StableCode(stability.ai) |
StableCode(stability.ai) |
Yeah, this is not going to happen. Anyone who has ever tried to gather requirements for software knows that users don't know what they want (clients especially lmao.) The language they use won't be detailed enough to create anything meaningful. Do you know what language would be? Code... Unironically, the best language for software isn't English. It's code. Should you specify what you want in enough detail for it to be meaningful suddenly you're doing something quite peculiar. Where have I heard it before? Oh yeah, you're writing code.
These tools are all annoying AF. Developers don't need half-baked hints to write basic statements and regular people don't have the skills to hobble together whatever permutations these things spit out. Which rather begs the question: who the hell is the audience for this?
If that loop is shortened drastically, then trying, checking and tweaking is suddenly a much more viable design method. That doesn’t require a precise set of requirements.
this exactly.
If the AI could make something that semi works, and you check the output, and repeat until you find the output satisfying, then it will be one of the biggest improvements to software development. Sure, you wouldn't use it to write mission critical software such as aviation, etc. But you'd use it to automate the sorting of your email, or write a quick auto-reply and auto mail merge, or bang out a quick site.
No, you still need the skill of gathering precise requirements, otherwise you end up in endless churn of implementing the wrong requirements and then implementing the wrong corrections when you get bad corrections.
(Maybe we didn’t know before the general adoption of notionally-Agile development methods, which didn’t have this as there premise but were focused on other benefits of a shortened spec->product loop, we certainly know it after the widespread adoption of those methods.)
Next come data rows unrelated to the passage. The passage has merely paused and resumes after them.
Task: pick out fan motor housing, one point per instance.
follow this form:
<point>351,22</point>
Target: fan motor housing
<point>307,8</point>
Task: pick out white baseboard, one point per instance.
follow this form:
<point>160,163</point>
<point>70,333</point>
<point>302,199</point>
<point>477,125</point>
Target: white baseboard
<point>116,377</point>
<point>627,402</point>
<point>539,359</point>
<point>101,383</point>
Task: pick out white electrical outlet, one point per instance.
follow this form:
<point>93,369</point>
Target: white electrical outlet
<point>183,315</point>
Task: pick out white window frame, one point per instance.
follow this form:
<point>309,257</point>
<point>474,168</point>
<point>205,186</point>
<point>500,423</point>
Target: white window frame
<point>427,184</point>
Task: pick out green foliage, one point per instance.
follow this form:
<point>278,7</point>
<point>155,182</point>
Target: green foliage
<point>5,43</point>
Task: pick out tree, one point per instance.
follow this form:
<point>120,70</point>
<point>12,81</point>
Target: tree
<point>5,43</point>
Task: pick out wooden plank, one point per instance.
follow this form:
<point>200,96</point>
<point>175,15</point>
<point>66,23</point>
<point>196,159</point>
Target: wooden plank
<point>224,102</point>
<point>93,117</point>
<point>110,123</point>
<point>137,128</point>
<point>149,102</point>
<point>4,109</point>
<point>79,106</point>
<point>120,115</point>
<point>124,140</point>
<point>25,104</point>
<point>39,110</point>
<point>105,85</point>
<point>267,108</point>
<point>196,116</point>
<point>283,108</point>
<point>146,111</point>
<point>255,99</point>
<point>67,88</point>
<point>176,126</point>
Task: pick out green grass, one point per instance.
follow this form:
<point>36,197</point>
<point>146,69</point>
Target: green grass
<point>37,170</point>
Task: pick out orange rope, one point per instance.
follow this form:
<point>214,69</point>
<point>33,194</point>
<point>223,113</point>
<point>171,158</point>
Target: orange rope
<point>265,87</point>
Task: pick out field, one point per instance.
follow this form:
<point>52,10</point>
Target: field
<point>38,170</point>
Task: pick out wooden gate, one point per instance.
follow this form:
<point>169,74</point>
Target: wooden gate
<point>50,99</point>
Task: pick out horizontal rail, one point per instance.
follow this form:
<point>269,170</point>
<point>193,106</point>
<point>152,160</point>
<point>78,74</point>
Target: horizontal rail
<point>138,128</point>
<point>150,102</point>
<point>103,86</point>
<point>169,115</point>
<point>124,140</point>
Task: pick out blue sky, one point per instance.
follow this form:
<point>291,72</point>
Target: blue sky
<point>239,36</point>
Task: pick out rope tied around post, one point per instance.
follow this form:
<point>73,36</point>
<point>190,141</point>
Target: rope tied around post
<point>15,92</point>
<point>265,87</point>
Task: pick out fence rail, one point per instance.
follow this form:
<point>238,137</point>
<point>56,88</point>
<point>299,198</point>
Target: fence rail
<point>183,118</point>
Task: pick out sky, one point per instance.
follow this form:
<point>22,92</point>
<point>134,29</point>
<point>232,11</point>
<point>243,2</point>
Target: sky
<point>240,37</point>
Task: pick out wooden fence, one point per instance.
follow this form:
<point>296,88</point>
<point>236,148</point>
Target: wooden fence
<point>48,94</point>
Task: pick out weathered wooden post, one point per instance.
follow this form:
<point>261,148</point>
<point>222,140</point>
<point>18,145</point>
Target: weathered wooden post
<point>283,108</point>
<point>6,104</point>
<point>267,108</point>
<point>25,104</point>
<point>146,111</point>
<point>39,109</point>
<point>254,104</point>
Shortened development loop does mean that you are more likely to have the whole market/domain shift under you between the time the requirements are defined and when the system is implemented, though, a frequently-realized risk with big upfront design that renders even precise and accurate (at the time gathered) requirements incorrect when implemented.
You'd be surprised by what regular people can build when you give them the power to create software. Here are a bunch of apps created using my tool/GPT-4: https://showcase.picoapps.xyz Most of our users have never coded before, and are able to build small tools to make their and their customers' lives better.
That's not a replacement for software engineering.
Anyone who has setup a coding project knows that actually creating the project structure, setting up dependencies, build scripts, making the code compile/be interpreted are all problems that can have extremely obscure, frustrating errors, and they happen before you even start coding.
Then, not to mention, deploying the software. Even if you give someone code, they won't immediately know how to run it. End users get worried at the idea of opening a terminal and running a command in it, no matter how easy it is. Not to mention setting up the software to do so. (Is the right Python version even installed?)
As such, even if an AI could write a perfect script in code from standard text to, say, lowercase all of the words in a document, it would still be hard for non-developers to use because of the surrounding knowledge barrier, outside of the code itself. Although, yeah, it would be easier.
On the contrary: developers are exactly the people capable of handling those complex requirements you speak of. As a developer, getting a computer to handle basic statements is great and frees you to handle the big stuff.
Being able to write “// Retrieves second value from path” and have the computer spit out some string parsing method is great. All those little helper methods that showily fill up projects are great candidates for an AI. Especially if it helps you break up code into smaller, more composable (and disposable) chunks. If an AI writes the code, and can easily do it again, maybe people would be more willing to delete stuff that isn’t needed.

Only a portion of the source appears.